Los seres humanos tendemos a huir del dolor.
Más allá de un simple mecanismo de supervivencia, creo que
esto tiene que ver con nuestro orgullo. Queremos creernos invencibles,
inmortales, todopoderosos.
Y sin embargo el dolor está ahí, cual espada de Damocles,
pendiendo sobre nosotros para asaltarnos cuando tengamos la guardia baja.
El dolor es la expresión más profunda de nuestra humanidad.

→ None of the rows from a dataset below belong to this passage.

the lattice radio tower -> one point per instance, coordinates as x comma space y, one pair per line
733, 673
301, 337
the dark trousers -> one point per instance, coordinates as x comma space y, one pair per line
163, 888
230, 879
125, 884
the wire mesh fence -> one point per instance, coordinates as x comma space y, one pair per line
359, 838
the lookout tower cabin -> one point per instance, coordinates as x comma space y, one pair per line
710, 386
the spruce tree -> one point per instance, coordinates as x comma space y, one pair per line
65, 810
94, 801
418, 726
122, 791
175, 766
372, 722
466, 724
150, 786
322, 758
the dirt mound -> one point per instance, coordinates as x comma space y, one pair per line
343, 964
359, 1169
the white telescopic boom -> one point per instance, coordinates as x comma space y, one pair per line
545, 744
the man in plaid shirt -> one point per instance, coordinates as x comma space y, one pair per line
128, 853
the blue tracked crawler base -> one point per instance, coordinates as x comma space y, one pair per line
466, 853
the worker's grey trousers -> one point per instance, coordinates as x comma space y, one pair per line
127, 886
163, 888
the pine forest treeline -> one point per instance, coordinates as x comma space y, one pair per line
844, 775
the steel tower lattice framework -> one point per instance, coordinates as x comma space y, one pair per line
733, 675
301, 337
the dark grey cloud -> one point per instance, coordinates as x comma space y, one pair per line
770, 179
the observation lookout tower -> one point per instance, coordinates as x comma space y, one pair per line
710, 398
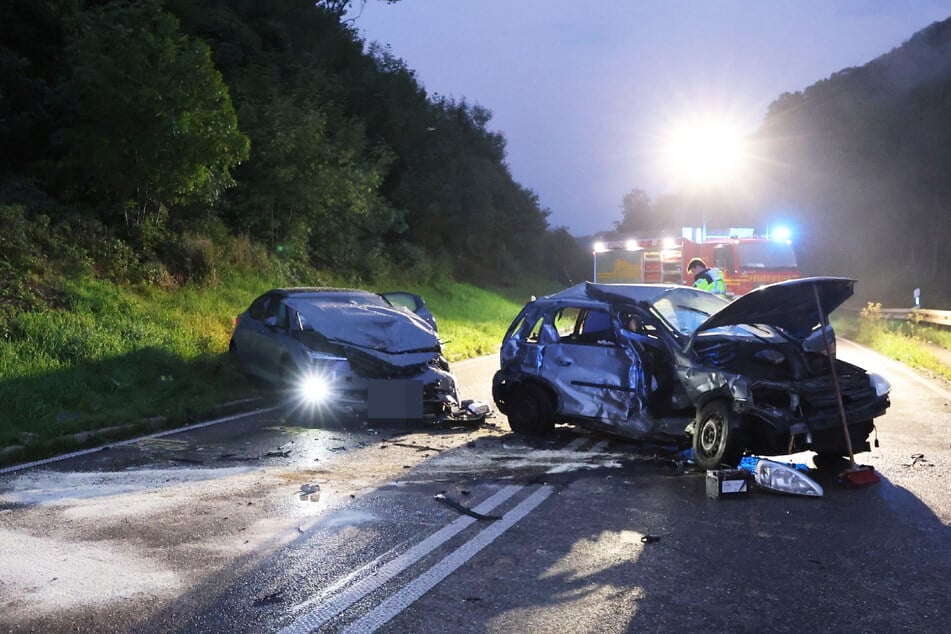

Es lo que desata la empatía a borbotones. Por eso cuando vemos lágrimas se nos
viene abajo el enfado.
Qué curioso es llorar, ¿verdad? A nivel biológico, las
lágrimas cumplen la simple función de humedecer los globos oculares para que no
se dañen por la sequedad. No existe ninguna conexión entre el estado de ánimo y
la necesidad de limpiar los ojos. Cuando lloramos, lloramos porque queremos,
porque a nivel fisiológico es una acción innecesaria.
Y el nudo que se forma en la boca del estómago cuando vemos
llorar a alguien. Inmediatamente, hemos de reprimir las propias ganas del
llanto. Nos ponemos nerviosos, no sabemos qué hacer. Los humanos no somos
capaces de soportar el dolor en nuestros iguales.
A veces me abrumo. Hay días que paso tanto tiempo en
contacto con el dolor ajeno que, si no tengo cuidado, éste acaba por
engullirme.
Tengo mis trucos. He tenido que fabricarlos.
Uno de ellos es escapar mediante el deporte. Hago deporte
porque me gusta, es verdad. Pero una parte de mí hace deporte porque quizá mi
cabeza necesite un espacio en el que sepa que el dolor está, por completo,
controlado. Y que sirve para crecer.
Hacer deporte es doloroso si te exiges. Cuando intentas
levantar un montón de peso, y tus músculos no están acostumbrados, tu cuerpo se
resiente. Duelen los brazos de verdad. Se rompen las fibras musculares.
A mí me tranquiliza. Quizá cuando hago deporte me siento
como todos queremos sentirnos: inmortal e invulnerable. Es echarle un pulso (literalmente)
al dolor. Obligarte a aguantar un poquito más. A ejercer el dominio sobre la
sensación.
Y después cojo esto, y lo aplico al resto de mi vida.